Why the Technical College System of Georgia Deployed FlexPod
About three years ago, the technology staff at the Technical College System of Georgia (TCSG) in Atlanta suffered some serious back-end infrastructure challenges.
Steven Ferguson, senior network engineer for the system of 23 two-year state technical colleges, says the data center stored rack after rack of physical standalone servers. If a hard drive failed on one of the servers, it could bring down multiple systems, Ferguson says. And the physical servers themselves were expensive to maintain, especially when it came to power and cooling.
Those weren’t the only challenges. Expanding the enterprise backup system to increase rack capacity or add additional racks required an investment of more than $100,000. Added server capacity required additional cooling, which in turn required a minimum investment of $50,000 to redesign the data center cooling system, Ferguson says.
As the data center ran out of space, TCSG sought technology that could help IT consolidate both the storage and server infrastructure.
“What I was looking for was technology that could let me run both my server and storage network over the same infrastructure,” Ferguson says. “It just became too expensive to run two separate networks.”
Percentage of IT managers who say integrated computing platforms, such as reference architectures or fully integrated/preconfigured solutions, are their organization’s preferred model for back-end infrastructure that supports private cloud deployments
SOURCE: “Integrated Computing Platforms: Infrastructure Builds for Tomorrow’s Data Center” (Enterprise Strategy Group, March 2013)
Earlier in their research, Ferguson and his staff looked at both SAN-based storage and the Unified Computing System from Cisco Systems, a journey that led them to FlexPod. FlexPod systems integrate Cisco’s combined server and switching infrastructure with storage efficiency technologies offered by NetApp. Once they added a VMware hypervisor, TCSG completed the modern back-end infrastructure that now makes the IT department much more efficient.
“With FlexPod and VMware, if we lose one or two blades, the guest operating systems in the blades that go down are automatically moved to another server,” Ferguson says. “It also now takes us minutes instead of hours or days to roll out applications to support project teams.”
FlexPod infrastructure with VMware enables Ferguson to add up to 100 virtual desktops on a single blade, which that moving to VDI is easier than it was in the past. Ferguson says TCSG runs VDI on tablets via XenApp and XenDesktop from Citrix Systems, offering users full access to their desktops no matter what device they choose, including Windows 7 office applications.

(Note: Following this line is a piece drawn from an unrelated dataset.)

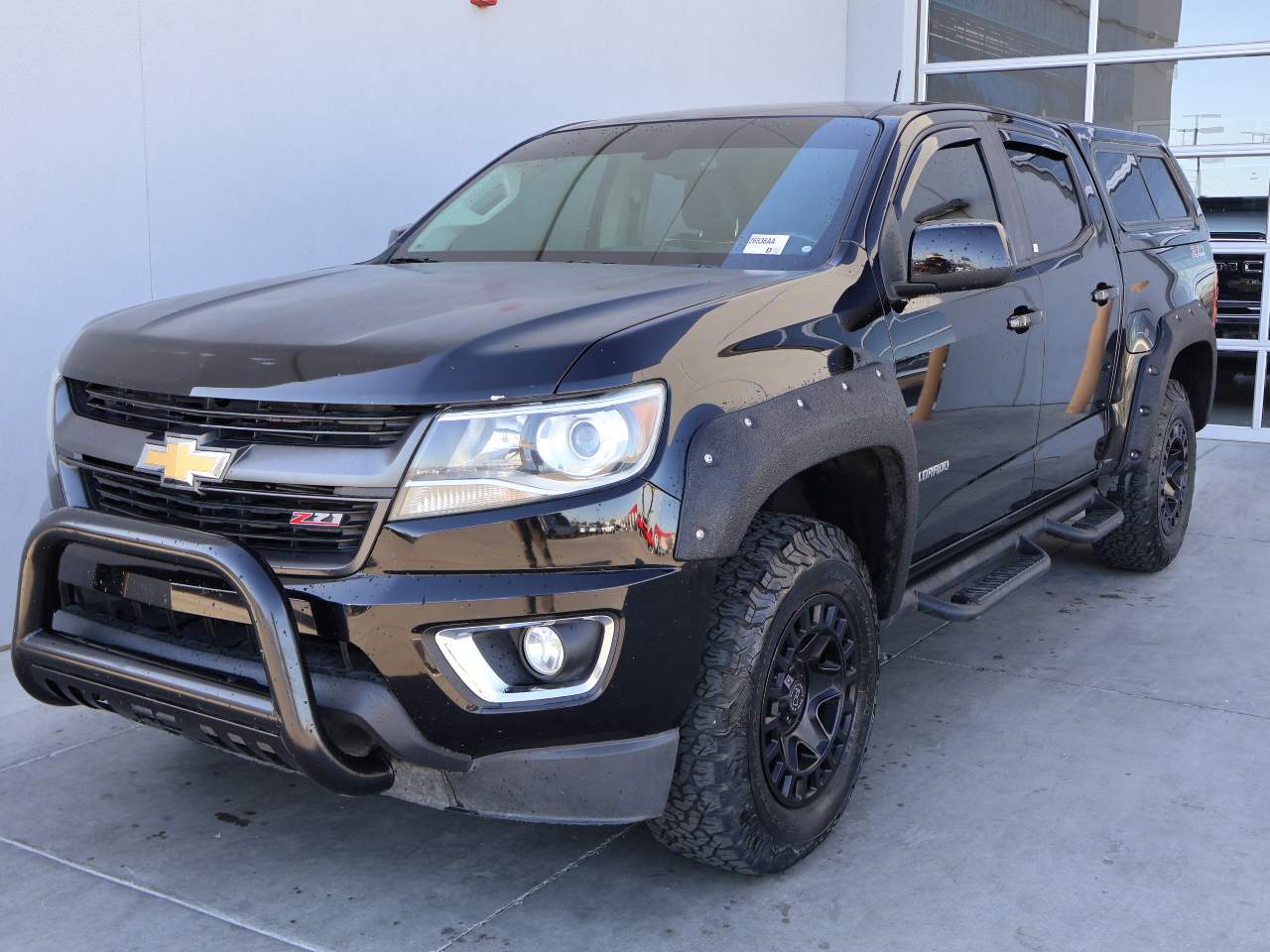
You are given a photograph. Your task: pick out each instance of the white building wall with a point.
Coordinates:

Mark Bowker, a senior analyst for the Enterprise Strategy Group, says TCSG’s deployment of its so-called “integrated computing platform” dovetails nicely with many IT departments opting for a system such as FlexPod.
“Many of the organizations that deploy integrated computing platforms tend to deploy specific applications, such as VDI,” Bowker says. “Platforms such as FlexPod also let organizations roll out applications more quickly and offer a single number to call for service.”
FlexPod and VoIP
Along with the many efficiency and productivity benefits FlexPod offers the TCSG data center, Ferguson has found an added benefit as it slowly rolls out FlexPod with Voice over Internet Protocol (VoIP) systems within three of its local colleges.

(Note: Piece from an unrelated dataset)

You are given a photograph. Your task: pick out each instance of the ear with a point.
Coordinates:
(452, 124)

His reasoning for combining FlexPod with VoIP: Ferguson says the colleges typically spend as much as $30,000 a month for voice service on an older Centrex system, while deploying FlexPod costs less than $21,000 a month. Running VoIP over the FlexPod infrastructure costs about another $6,000 a month (for primary rate interface services).
“So for roughly $2,000 less than the $30,000 they’ve been paying monthly for voice service, the colleges get more redundancy, better processing and a full data center refresh, plus voice service,” Ferguson says. “I like to call it doing more with more.”
Ferguson says he hopes to add more FlexPod and VoIP systems at the colleges in the months ahead, as time and funding allow.